Yorumcumuz da ”İşte klavyeden sallamak tam da böyle oluyor. Eczacıbaşı dediğimiz takım yarım asırdır Türk voleyboluna hizmet ediyor ve reklamını yapacak büyük başarıları (Şampiyonlar ilgi şampiyonluğu, Dünya kulüpler şampiyonluğu) son beş yılda elde etti. Kim sallıyor CEV Cup vari kupaları. Şimdiye kadar gelmeyen büyük başarılara rağmen kilit vurmadıysa bakış açınız çürümüş demektir. Yine Vakıfbank 2011’de 3 yabancı ile tüm sezonu tamamlayıp şampiyonlar ligi şampiyonluğu elde etmiştir tarihinde ilk kez. O zamana kadar gelmeyen büyük başarılara kızıp kilit vurup gitmemişlerdir. Bir markanın adını taşıyorsa kulüp, reklamını yapmaktan daha doğal ne olabilir ki? Dersiniz ki ‘Kurum takımları çekilsin rekabet ortamından!’. Bir yere kadar anlaşılabilir ama başarı her alanda bir motivasyon kaynağıyken, başarı için yapılan yatırımı farklı yorumlamak yanlış bir bakış açısı. İlk yorumumda da bahsettiğim gibi doğru örnekler getiriyorlarsa kızlarımızın önüne bunu art niyetli yorumlamak hoş değil. Eleştirecek yığınla durum varken yanlış gözlemlerimizi özenle bir yazıya döküyorsak olayı bütünüyle yorumlamak yerine cımbızla çekilen ayıklanmış, yanlış yönlendirmeye götürecek işi yapmışız demektir. Türk gençliği umurlarında olmasa her yaş kategorisinde alt yapı takımları oluşturmazlar, Türkiye genelinden oyuncu dahil etmezler. Alırlar A takıma yabancıları, diğer takımlarda yetişmiş iyi yerli oyuncuları elde ederler başarıyı. Neden uğraşıyorlar ki? Hande’yi kazanmak için neden uğraşıyor Eczacıbaşı? Şu anda oyunuyla göz kamaştıran Zehra da devşirme galiba ya da Naz! Bana bu kulüpleri de savunduruyorsunuz yazdığınız asılsız yaftalamalarınızla, helal olsun!”demiş.

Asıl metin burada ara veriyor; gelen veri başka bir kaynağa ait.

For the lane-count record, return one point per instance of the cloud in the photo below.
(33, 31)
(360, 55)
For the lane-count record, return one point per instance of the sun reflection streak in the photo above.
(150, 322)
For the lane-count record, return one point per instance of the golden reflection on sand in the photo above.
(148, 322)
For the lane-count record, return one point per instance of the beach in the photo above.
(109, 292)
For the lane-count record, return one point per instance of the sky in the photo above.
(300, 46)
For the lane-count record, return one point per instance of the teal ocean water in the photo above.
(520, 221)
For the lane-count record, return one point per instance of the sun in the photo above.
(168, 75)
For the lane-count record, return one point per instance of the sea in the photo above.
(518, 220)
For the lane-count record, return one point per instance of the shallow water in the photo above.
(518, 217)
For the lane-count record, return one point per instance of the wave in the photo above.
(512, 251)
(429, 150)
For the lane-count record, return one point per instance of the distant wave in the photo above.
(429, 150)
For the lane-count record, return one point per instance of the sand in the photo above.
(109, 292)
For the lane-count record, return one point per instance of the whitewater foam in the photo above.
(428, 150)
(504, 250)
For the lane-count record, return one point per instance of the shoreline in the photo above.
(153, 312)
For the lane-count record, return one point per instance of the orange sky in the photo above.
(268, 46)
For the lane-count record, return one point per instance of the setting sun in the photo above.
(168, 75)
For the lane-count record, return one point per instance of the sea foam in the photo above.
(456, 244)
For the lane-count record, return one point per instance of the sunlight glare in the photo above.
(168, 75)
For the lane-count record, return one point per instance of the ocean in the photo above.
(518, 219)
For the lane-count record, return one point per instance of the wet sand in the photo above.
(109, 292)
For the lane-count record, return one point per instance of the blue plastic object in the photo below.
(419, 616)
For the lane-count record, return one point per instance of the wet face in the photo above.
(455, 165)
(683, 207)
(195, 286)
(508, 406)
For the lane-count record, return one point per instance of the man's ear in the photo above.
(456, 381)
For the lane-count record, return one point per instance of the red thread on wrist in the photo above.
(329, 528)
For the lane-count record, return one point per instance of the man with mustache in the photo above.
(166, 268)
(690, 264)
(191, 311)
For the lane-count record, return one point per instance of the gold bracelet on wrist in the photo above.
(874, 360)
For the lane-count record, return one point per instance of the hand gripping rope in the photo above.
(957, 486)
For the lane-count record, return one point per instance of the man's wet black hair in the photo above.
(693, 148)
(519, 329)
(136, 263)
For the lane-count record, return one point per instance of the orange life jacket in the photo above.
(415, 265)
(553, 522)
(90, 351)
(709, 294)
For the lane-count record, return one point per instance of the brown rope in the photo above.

Ben de” 30 yıldır var olan bir kulüpten bula bula sadece iki oyuncu ismi bulmak ne acı değil mi?Peki bunların yanında çöpe atılanlar? Mesela Pelin Aroğuz’u bilir misiniz? Boskovic’le yaşıt ve Avrupa’nın gelecek vaadeden en değerli solak, pasör çaprazlarından biriydi!
Ne oldu?
Gerek yok, nasıl olsa bir Boskovic’imiz var. 
Alt yapılarda takımları var evet, sağ olsunlar. Peki aidatlarını biliyor musunuz? Peki isim haklarını sırf para için sattıklarını, insanları kandırdıklarını biliyor musunuz? İnsanlar büyük kulübe çocuklarını yazdırdıklarını zannederken o kulübe hiç uğramamış insanlara tonla para verdiklerini biliyorlar mı? 
Ben bu konuyu daha fazla uzatmayacağım. Çünkü ‘Sen ne söylersen söyle, anlattığın, karşındakinin anladığı kadardır’ dedim.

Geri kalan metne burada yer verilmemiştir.